Un pacte mondial pour l’emploi
30 juin
L’ « Organisation Interationale du Travail » a adopté le 19 juin 2009 un «pacte mondial pour l’emploi», visant à créer des emplois, à protéger les travailleurs et à stimuler la reprise économique.
Ce pacte (11 pages bien espacées) est censé proposer « une série de mesures en réponse à la crise que les pays peuvent adapter à leur situation et à leurs besoins spécifiques« .
Or, malgré quelques accents d’autosatisfaction, à mon avis déplacée, (je cite le communiqué de presse « Le Pacte mondial pour l’emploi représente la réponse la plus rapide et la plus complète à une crise économique jamais adoptée par l’OIT qui célèbre son 90e anniversaire cette année. ») à la fois pauvre et non pertinent.
On y trouve du constat (Des entreprises et des emplois sont en train de disparaître), du voeux (Le monde doit faire mieux), du rêve (Après la crise, le monde devrait avoir un nouveau visage), voire de l’auto-illusion (Cela contribuera à la relance économique, à une mondialisation équitable, à la prospérité et à la justice sociale).
Pourquoi je parle je d’illusion ? Simplement parce que il n’est aucunement évident que ces quatre objectifs soient compatibles et mutuellement réalisables.
Certes, un certain cadre théorique, dans l’espèce celui de la macro-économie keynésienne, nous promet que si, c’est possible. C’est même simple. D’ailleurs, ce cadre théorique est explicitement cité dans le Pacte : quand on parle de « stimuler la demande effective » ou de « soutenir la création d’emplois dans tous les secteurs de l’économie, en tenant compte de l’effet multiplicateur des efforts ciblés » (ce qui au passage me paraît contradictoire – tous les secteurs ou efforts ciblés?) ou encore d’utiliser « des programmes exceptionnels de travaux publics et d’autres dispositifs de création d’emplois directs », la matrice inspiratrice me semble clairement établie.
Or, j’avoue, j’ai un problème de compréhension de tous ceux qui se réclament de politiques économiques keynésiennes. Le fait que les approches anti-keynesiennes semblent avoir échoué, notamment dans leurs versions à la Friedman, ce n’est pour autant que les thèses de Keynes, elles aussi ayant vécu un long moment d’essoufflement, sont devenues plus adaptées à nos jours.
Pour faire un parallèle écologique qui fera plaisir à nombre de mes amis et compagnons de route en politique, on peut comparer Keynes à une voiture à essence. Ça marche mais ça émet du CO2, ça consomme, ça s’use relativement vite. Face à cela, Friedmann est un diesel. Ça marche également, ça émet moins de CO2, ça consomme moins, ça dure plus longtemps. Cependant, ça pollue par les particules fines et autres aménités. Or, est que, en raison du fait que le diesel ne serait pas si bon que ça, on doit revenir sur l’essence ? Mes amis ont déjà fait un arrêt cardiaque rien qu’en y pensant : il faut trouver une autre manière de se déplacer, bon sang ! A l’hydrogène, ou par panneaux solaires on j’en sais pas trop quoi.
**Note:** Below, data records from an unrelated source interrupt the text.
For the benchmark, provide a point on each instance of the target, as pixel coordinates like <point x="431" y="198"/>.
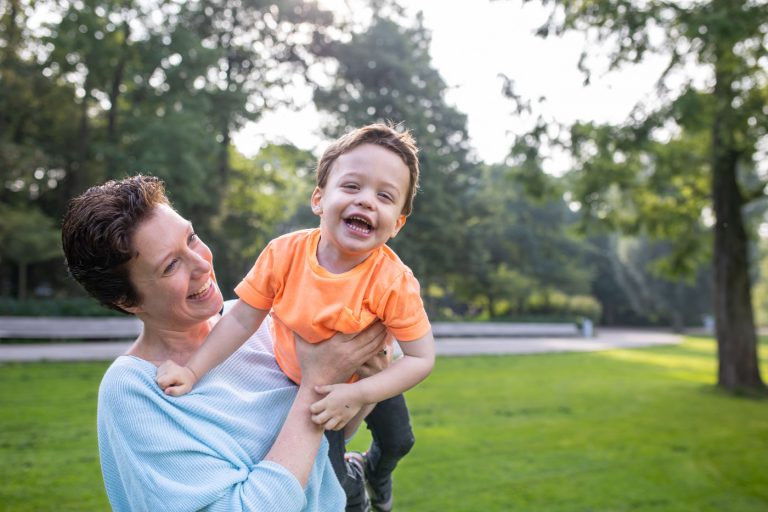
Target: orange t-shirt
<point x="316" y="304"/>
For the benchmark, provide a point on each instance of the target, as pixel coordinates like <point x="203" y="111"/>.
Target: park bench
<point x="504" y="330"/>
<point x="85" y="328"/>
<point x="90" y="328"/>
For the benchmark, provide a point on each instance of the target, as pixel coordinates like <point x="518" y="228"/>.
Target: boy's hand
<point x="175" y="380"/>
<point x="341" y="403"/>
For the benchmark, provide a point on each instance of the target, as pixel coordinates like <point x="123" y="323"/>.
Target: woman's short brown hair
<point x="386" y="136"/>
<point x="97" y="236"/>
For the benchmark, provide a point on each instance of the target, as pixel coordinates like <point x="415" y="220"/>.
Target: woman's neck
<point x="157" y="344"/>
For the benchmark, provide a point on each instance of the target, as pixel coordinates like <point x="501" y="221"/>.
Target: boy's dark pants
<point x="391" y="440"/>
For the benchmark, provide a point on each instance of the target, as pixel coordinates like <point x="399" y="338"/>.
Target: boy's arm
<point x="343" y="401"/>
<point x="229" y="333"/>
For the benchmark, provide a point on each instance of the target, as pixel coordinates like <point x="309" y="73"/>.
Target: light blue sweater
<point x="204" y="450"/>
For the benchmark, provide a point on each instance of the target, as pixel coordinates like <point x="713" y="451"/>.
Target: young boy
<point x="340" y="277"/>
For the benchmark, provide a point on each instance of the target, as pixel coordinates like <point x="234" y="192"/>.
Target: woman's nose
<point x="200" y="263"/>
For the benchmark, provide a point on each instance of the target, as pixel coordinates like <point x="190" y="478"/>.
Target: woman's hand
<point x="337" y="358"/>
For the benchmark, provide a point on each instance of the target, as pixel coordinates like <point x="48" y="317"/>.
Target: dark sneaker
<point x="379" y="490"/>
<point x="356" y="472"/>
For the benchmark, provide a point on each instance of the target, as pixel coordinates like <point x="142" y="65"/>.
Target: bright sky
<point x="473" y="41"/>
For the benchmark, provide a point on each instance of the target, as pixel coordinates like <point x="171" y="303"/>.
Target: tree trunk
<point x="22" y="291"/>
<point x="114" y="96"/>
<point x="735" y="327"/>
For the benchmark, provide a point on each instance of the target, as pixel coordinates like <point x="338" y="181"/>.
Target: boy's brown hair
<point x="386" y="136"/>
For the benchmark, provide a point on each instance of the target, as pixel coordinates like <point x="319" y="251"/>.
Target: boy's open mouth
<point x="358" y="224"/>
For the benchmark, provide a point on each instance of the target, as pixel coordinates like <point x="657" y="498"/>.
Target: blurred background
<point x="566" y="151"/>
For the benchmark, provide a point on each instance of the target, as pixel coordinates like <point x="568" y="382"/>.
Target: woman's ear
<point x="314" y="201"/>
<point x="134" y="310"/>
<point x="398" y="225"/>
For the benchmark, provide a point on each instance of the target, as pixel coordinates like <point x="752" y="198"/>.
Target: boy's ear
<point x="398" y="225"/>
<point x="314" y="201"/>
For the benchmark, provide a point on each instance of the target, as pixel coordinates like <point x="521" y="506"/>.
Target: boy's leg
<point x="392" y="439"/>
<point x="350" y="476"/>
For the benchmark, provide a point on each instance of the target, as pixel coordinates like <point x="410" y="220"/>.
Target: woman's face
<point x="172" y="272"/>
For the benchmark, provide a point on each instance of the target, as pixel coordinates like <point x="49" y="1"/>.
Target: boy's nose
<point x="364" y="200"/>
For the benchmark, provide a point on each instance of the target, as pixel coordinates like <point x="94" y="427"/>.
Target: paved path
<point x="606" y="338"/>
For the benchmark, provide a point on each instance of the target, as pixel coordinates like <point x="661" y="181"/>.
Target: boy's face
<point x="361" y="205"/>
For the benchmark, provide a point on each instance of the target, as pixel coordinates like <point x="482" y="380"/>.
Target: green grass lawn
<point x="622" y="430"/>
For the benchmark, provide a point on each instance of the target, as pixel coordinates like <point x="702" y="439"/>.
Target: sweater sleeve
<point x="157" y="455"/>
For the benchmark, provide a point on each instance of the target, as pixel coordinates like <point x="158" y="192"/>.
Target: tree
<point x="727" y="39"/>
<point x="385" y="74"/>
<point x="27" y="236"/>
<point x="520" y="242"/>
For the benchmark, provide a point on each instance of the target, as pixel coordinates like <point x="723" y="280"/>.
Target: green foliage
<point x="726" y="39"/>
<point x="27" y="236"/>
<point x="385" y="73"/>
<point x="268" y="196"/>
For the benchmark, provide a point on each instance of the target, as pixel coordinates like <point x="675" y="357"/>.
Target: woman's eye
<point x="170" y="267"/>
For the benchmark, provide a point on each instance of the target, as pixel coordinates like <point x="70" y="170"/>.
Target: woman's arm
<point x="331" y="361"/>
<point x="343" y="401"/>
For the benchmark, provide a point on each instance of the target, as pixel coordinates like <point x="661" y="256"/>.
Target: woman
<point x="243" y="440"/>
Mais pas ressaisir quelque chose qui a fait ses preuves de faiblesse.
Personnellement, j’apprécie l’ouvrage de John Maynard Keynes. Mais ce n’est qu’être honnêtes que d’admettre qu’il a échoué à expliquer et à fournir des éléments pour contrer le chômage involontaire. Pourtant, c’est bien ce chômage que l’OIT pointe.
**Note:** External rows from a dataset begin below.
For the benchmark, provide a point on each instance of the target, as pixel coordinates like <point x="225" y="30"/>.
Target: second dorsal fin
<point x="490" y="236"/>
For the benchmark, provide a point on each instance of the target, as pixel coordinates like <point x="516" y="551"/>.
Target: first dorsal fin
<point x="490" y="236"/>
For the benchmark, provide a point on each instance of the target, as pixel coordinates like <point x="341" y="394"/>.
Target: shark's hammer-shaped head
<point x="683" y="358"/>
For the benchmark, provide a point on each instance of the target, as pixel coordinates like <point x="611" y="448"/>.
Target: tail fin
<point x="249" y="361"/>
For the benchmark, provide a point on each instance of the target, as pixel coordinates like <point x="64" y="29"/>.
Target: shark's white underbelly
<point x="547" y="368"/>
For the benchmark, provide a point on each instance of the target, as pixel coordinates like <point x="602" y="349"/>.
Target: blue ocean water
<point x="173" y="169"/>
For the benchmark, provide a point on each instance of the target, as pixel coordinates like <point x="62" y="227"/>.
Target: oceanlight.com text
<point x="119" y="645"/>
En synthèse je trouve ce document tout aussi décevant que la Déclaration conclusive du G20 d’avril 2009 : des jolis mots, des belles déclarations, une once d’auto-promotion et de lobbying mais strictement rien sur le fond des problèmes. Sauter comme des cabris en criant « Croissance ! Croissance ! » ne produira ni de la croissance (en avons nous vraiment besoin ; quelle croissance peut-on avoir ?) ni de l’emploi.